Once every week or so, my wife Julie enters into a serious grocery-shopping mode. She travels with her own extra-large, hefty shopping bags and stocks up. More often than not, the bags when full, especially with cans and liquid items, can be quite heavy. From experience, I have learned to watch for her return home, so that I may help her carry those bags into the house from her car; otherwise, rather than ask for help, she’ll struggle with as many bags as she can carry, sometimes straining herself with hurt that can linger for days. I’ve tried to suggest, in subtle ways, that she make two or three trips from the car by saying something like, “You might be able to carry more if you balance one on your head.” But such a comment never seems to make my point. So, when I recognize the sounds of her car coming down the driveway, I’m up and ready at the back door to greet her tired look with a smile and two helping hands.
On one of those mega-shopping days, hearing her car pull up the driveway, I finished the paragraph I was reading, put down the book, and forthwith proceeded to the back door. Julie’s car was parked in front of the garage, but she had already begun walking back down our driveway to the street to retrieve two wheeled garbage bins from the curb, as the scheduled pickup had occurred several hours earlier. So, I walked over to her car, grabbed three full bags of groceries, brought them into the kitchen, and set them on the countertops. With my task completed, I returned to my book on the couch, where I waited for her to enter the house with a smile, saying, Thank you, sweetheart for, carrying in the groceries.

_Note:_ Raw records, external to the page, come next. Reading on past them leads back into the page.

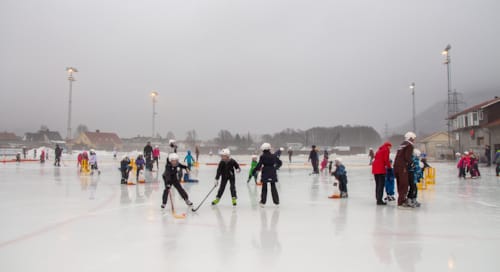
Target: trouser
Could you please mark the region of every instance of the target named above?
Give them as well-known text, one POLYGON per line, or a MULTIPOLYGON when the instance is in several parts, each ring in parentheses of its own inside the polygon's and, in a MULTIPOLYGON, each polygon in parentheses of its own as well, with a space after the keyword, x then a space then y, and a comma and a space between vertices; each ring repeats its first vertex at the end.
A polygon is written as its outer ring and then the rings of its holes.
POLYGON ((267 200, 267 184, 271 184, 271 195, 273 197, 273 203, 274 204, 280 204, 280 198, 278 195, 278 190, 276 189, 276 182, 275 181, 265 181, 262 183, 262 192, 260 194, 260 203, 266 204, 267 200))
POLYGON ((465 178, 465 167, 460 167, 458 169, 458 177, 459 178, 465 178))
POLYGON ((257 183, 257 177, 259 176, 259 174, 257 173, 257 171, 255 171, 255 173, 252 175, 252 173, 250 173, 248 175, 248 181, 250 181, 252 178, 254 179, 255 183, 257 183))
MULTIPOLYGON (((158 160, 158 157, 154 157, 154 158, 153 158, 153 165, 154 165, 154 163, 156 162, 156 169, 160 169, 160 167, 159 167, 159 162, 158 162, 158 161, 159 161, 159 160, 158 160)), ((152 168, 152 167, 151 167, 151 168, 152 168)))
POLYGON ((394 175, 398 183, 398 205, 402 205, 408 196, 408 170, 394 169, 394 175))
POLYGON ((413 172, 408 172, 408 185, 410 186, 410 190, 408 191, 408 198, 414 199, 417 198, 417 183, 415 182, 415 176, 413 172))
POLYGON ((182 188, 181 184, 178 182, 178 181, 175 181, 173 183, 167 183, 165 181, 165 190, 163 190, 163 205, 167 204, 167 200, 168 200, 168 194, 170 193, 170 189, 171 187, 174 186, 175 189, 177 190, 177 192, 179 192, 179 194, 181 195, 182 199, 184 200, 188 200, 189 197, 188 197, 188 194, 186 193, 186 191, 184 190, 184 188, 182 188))
POLYGON ((377 202, 383 202, 385 174, 376 174, 375 176, 375 199, 377 202))
POLYGON ((150 156, 146 156, 146 169, 149 171, 153 170, 153 161, 151 160, 150 156))
POLYGON ((121 169, 122 172, 122 181, 127 181, 128 180, 128 174, 130 172, 130 169, 121 169))
POLYGON ((318 169, 318 161, 311 161, 312 167, 313 167, 313 173, 314 174, 319 174, 319 169, 318 169))
POLYGON ((139 181, 139 174, 141 173, 141 170, 144 169, 144 166, 137 167, 137 172, 135 173, 135 179, 139 181))
POLYGON ((339 176, 339 190, 342 193, 347 193, 347 177, 346 176, 339 176))
POLYGON ((236 198, 236 185, 235 178, 222 178, 220 182, 219 191, 217 192, 217 198, 221 198, 224 190, 226 189, 227 181, 229 180, 229 188, 231 190, 231 197, 236 198))
POLYGON ((385 179, 385 193, 387 195, 394 195, 394 179, 385 179))

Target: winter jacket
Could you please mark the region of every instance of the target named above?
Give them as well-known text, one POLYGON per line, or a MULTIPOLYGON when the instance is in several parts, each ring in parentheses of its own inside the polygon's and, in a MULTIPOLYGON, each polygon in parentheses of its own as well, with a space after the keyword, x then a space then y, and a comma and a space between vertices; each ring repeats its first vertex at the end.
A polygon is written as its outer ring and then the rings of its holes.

But instead, after a few minutes, I saw her car race down the driveway and away. Hmm, I thought, she must have forgotten some crucial item and went back to the store. I resumed reading, soon engrossed within the rising tensions and conflicts of fine literary fiction; but something about the situation bothered me, something panicky about the way the car zoomed away down the street. Julie normally becomes quite burned out after grocery shopping and is usually ready for a cold drink and rest; this was odd. On the other hand, I concluded there was no use thinking about it too much; I would find out eventually. I went back to my book.
After what seemed like an hour, my subconscious mind, not satisfied to simply wait for her return, had, on its own, deduced a possible explanation for her rapid departure to only she knew where. Could she have brought in the garbage bins from the street, put them into the garage, opened her car door for the groceries that were not there, and then been so shocked at seeing the empty seat, that she “shot from the hip” and concluded the groceries had been left at the store? This my subconscious mind communicated to me after pulling in myriad clues unseen by the conscious mind, yet recorded nevertheless. Critical thinking on display, I must say.
Meanwhile, unknown to me at the time, Julie was at the grocery store demanding that the security staff play back their video from the parking lot camera, which would identify the criminal who stole her groceries from her car during the short time that she wheeled the empty shopping cart to its parking lot holding pen.
It was around that time in this sequence of events that Julie called me on her cell phone. “Hello Julie,” I said.
“Tom! You’ll never guess what happened to me!”
“Are you looking for your groceries?”
“Yes! How did you know?”
“Well…while you went to the street to bring in the garbage bins, I brought the groceries into the house.”
“Oh my God! You! It was you!”
“Sorry. I kept expecting you to come into the house. And then I saw you drive away.”
“But…wait, I have to go. And you’re in big trouble, mister!”
Fortunately, we both remained lighthearted about the incident. I explained that I was just trying to be the responsible husband, as is my wont, by helping with the groceries. Julie explained that the hassle and fatigue of shopping combined with low mid-day energy levels caused her normally clear-thinking mind to falter and latch onto the first panicky thought to materialize: the groceries were stolen.
In the end, I asked, “But didn’t you remember loading the grocery bags into your car?”
“Now I do! But I was so much on automatic pilot after leaving the store that I didn’t even think about it or notice. Like getting in or out of your car: Do you even pay attention?”
“Right,” I said. “I do a lot on automatic pilot these days. I get it.”
“And you can wipe that smirk off your face right now. You’re not out of the doghouse yet.”